On the left, there is an idea that the United States is an essentially reactionary nation — that its original sin of slavery gives the lie to the pretty words of the founders, and in fact speaks to the nation’s truest essence. Commonly (though largely unfairly) associated with the New York Times’ 1619 Project, this view is most typically found among radical social justice activists, leftist professors, and Third Worldist socialists — people like soon-to-be Representative Darializa Avila Chevalier (D-NY), who bragged about wiping her hands on an American flag, and popular podcaster Hasan Piker.
These views are picking up on real things: the very long record of America betraying its egalitarian ideals, and the perennial discomfort many native-born Americans feel about cultural change inherent to a nation that has always been defined by immigration. Yet both depend on exaggerations and factual distortions to arrive at their dour vision of America — a point that Wood spent quite a bit of effort trying to prove in recent years.
He bitterly contested a claim in the 1619 Project’s opening essay that the Revolution was motivated in large part by a desire to protect slavery (a passage the Times ultimately toned down). One of his final published works, a December 2025 Wall Street Journal op-ed, was an extended attack on Vance’s view of American identity.
“The United States isn’t a nation like other nations, and it never has been. There is no American ethnicity to back up the state, and there was no such distinctive ethnicity even in 1776,” Wood writes. “As Lincoln grasped better than anyone ever has, the Revolution and the Declaration offered us a set of beliefs that through the generations has supplied a bond that holds together the most diverse nation history has ever known.”
One might see Wood as a relic: a believer in an antiquated patriotic vision that millennials like Vance and Chevalier have moved beyond. Data, however, tells a different story: that the overwhelming majority of Americans see their country in Wood’s creedal terms.
A recent Pell Center survey asked Americans whether they believed their country was “built on the character of the Anglo-Saxon people” or “the idea that everyone is born with rights to life, liberty, and the pursuit of happiness.” The latter view prevailed by a massive 85–15 margin. (The ideological group most likely to pick Anglo-Saxon were, ironically enough, progressives.)

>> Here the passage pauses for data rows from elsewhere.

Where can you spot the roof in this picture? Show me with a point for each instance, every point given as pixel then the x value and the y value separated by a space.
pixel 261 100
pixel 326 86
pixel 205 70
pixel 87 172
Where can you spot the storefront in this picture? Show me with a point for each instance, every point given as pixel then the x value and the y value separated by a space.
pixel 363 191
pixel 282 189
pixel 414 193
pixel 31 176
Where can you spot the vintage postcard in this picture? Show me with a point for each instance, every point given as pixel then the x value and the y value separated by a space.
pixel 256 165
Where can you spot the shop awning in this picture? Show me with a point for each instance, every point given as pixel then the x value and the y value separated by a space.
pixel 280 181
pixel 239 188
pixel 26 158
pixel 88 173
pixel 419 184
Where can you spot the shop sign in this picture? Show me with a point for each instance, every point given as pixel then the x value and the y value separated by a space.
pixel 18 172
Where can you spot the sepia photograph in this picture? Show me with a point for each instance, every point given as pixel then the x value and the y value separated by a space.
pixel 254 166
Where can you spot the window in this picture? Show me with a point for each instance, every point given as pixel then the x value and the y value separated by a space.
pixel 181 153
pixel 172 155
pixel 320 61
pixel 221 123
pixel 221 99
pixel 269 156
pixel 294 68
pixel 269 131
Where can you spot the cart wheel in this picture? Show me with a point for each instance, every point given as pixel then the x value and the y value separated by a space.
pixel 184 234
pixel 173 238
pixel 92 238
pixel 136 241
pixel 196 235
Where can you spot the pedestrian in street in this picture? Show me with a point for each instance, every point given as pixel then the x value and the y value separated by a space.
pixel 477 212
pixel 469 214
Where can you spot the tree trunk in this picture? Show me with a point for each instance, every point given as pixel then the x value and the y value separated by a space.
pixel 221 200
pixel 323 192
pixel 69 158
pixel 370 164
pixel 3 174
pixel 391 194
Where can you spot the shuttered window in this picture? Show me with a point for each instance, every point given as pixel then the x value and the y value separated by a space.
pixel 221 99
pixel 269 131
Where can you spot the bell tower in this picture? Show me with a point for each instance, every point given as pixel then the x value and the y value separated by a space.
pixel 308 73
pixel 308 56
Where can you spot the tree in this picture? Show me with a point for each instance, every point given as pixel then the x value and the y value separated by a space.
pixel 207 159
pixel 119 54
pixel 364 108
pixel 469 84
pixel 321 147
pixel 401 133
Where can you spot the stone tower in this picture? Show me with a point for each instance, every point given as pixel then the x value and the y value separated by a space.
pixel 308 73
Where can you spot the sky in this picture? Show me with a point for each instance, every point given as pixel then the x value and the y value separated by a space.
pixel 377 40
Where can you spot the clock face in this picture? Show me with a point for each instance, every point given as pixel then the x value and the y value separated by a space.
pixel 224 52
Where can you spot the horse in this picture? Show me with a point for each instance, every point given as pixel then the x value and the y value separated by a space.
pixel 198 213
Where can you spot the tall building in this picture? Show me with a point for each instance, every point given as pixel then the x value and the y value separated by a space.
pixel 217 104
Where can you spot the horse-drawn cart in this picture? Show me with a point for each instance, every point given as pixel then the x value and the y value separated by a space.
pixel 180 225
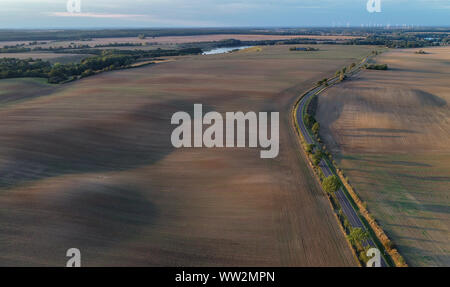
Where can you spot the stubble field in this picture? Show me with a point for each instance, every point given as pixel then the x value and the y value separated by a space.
pixel 390 132
pixel 90 165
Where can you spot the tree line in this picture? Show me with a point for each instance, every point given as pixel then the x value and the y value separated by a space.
pixel 107 60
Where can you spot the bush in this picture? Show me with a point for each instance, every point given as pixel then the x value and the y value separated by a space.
pixel 310 148
pixel 315 128
pixel 317 157
pixel 331 184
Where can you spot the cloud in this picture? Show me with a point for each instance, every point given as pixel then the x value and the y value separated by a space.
pixel 94 15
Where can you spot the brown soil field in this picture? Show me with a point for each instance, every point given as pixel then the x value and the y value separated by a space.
pixel 390 132
pixel 90 165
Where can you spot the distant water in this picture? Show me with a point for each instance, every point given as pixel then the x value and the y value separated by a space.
pixel 224 50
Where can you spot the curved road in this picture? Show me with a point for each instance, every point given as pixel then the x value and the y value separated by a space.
pixel 347 208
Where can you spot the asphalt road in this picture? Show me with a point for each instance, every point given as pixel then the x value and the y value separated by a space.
pixel 347 208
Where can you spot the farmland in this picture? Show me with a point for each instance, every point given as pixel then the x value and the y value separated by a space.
pixel 89 164
pixel 390 133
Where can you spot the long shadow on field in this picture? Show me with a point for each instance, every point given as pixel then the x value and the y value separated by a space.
pixel 88 216
pixel 138 138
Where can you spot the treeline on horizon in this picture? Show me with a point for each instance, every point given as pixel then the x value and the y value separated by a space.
pixel 73 34
pixel 105 60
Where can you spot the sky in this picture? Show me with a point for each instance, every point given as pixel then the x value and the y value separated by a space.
pixel 220 13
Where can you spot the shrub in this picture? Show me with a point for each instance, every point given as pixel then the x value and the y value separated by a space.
pixel 331 184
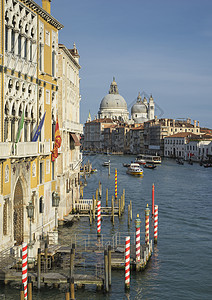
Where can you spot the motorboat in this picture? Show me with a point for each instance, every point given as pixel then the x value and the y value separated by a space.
pixel 148 159
pixel 106 163
pixel 140 161
pixel 135 169
pixel 126 165
pixel 150 166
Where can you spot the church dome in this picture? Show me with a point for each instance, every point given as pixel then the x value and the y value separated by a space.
pixel 139 107
pixel 113 101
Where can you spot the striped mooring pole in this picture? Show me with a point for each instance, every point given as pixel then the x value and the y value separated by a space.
pixel 147 210
pixel 127 262
pixel 153 199
pixel 156 225
pixel 138 242
pixel 99 218
pixel 24 268
pixel 116 184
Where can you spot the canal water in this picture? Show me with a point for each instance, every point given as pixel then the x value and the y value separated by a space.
pixel 181 265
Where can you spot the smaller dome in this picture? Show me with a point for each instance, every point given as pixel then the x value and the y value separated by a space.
pixel 138 107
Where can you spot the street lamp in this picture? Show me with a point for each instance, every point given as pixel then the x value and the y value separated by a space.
pixel 30 213
pixel 55 203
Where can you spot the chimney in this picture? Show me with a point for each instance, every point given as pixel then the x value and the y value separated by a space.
pixel 46 5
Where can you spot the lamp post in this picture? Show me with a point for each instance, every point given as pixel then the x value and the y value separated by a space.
pixel 30 213
pixel 55 203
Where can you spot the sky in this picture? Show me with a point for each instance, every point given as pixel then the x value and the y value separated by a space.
pixel 158 47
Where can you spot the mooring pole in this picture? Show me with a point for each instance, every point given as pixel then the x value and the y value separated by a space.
pixel 68 295
pixel 147 210
pixel 156 225
pixel 127 262
pixel 29 297
pixel 106 270
pixel 138 243
pixel 112 210
pixel 153 199
pixel 22 292
pixel 72 288
pixel 109 265
pixel 71 263
pixel 128 215
pixel 106 197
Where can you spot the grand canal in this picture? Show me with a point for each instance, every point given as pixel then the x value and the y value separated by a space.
pixel 180 267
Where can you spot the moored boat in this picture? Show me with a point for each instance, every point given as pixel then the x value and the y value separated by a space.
pixel 150 166
pixel 148 159
pixel 135 169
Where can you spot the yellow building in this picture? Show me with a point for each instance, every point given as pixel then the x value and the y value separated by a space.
pixel 28 90
pixel 69 161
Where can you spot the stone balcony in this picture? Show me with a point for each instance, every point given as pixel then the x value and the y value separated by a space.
pixel 73 126
pixel 5 150
pixel 24 149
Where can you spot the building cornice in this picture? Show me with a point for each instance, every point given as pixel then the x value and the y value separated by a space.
pixel 41 12
pixel 67 52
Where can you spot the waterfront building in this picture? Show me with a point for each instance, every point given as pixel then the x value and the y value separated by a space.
pixel 187 145
pixel 119 139
pixel 156 130
pixel 93 134
pixel 136 143
pixel 142 111
pixel 28 98
pixel 113 105
pixel 68 162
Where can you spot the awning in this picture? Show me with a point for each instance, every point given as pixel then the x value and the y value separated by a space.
pixel 76 140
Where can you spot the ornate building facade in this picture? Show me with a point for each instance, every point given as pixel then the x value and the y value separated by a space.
pixel 28 90
pixel 68 163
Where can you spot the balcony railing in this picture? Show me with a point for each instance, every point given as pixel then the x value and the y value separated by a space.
pixel 25 149
pixel 44 148
pixel 5 150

Another recent poll, from PRRI, asked respondents to rank which qualities were important to being an American. Creedal ideas, like tolerance of diversity and believing in individual freedom or the Constitution, were ranked as important by roughly 90 percent of respondents. By contrast, “being of Western Heritage” received the lowest levels of support of any listed quality (with the highest agreement this time around among Republicans).
I cannot stress enough how rare it is to get 90 percent of Americans to agree on anything political nowadays. For so many to agree on a concept that’s quite divisive among the political elite suggests that there’s something powerful about the American idea as Wood understood it— something that transcends even the bitter divisions of our moment, and speaks to the deepest essence of who most Americans believe themselves to be.
Ordinary Americans seem, in principle, committed to the core values of the founding documents: freedom, equality, and popular sovereignty. The trouble comes in how to apply them. Does freedom require a larger state or a smaller one? Does equality require race-consciousness or race-blindness? And who, exactly, is threatening democracy and how?
These are the sorts of disagreements that fuel increasingly bitter polarization. But any effort to reconstruct a sense of national purpose, of a polity engaged in a cooperative enterprise rather than partisan warfare, will require the creedal patriotism behind the disagreements as a building block. Gordon Wood helped reveal what those founding ideals really were and why they mattered; it is up to the generations following him to make them agents of American unity once again.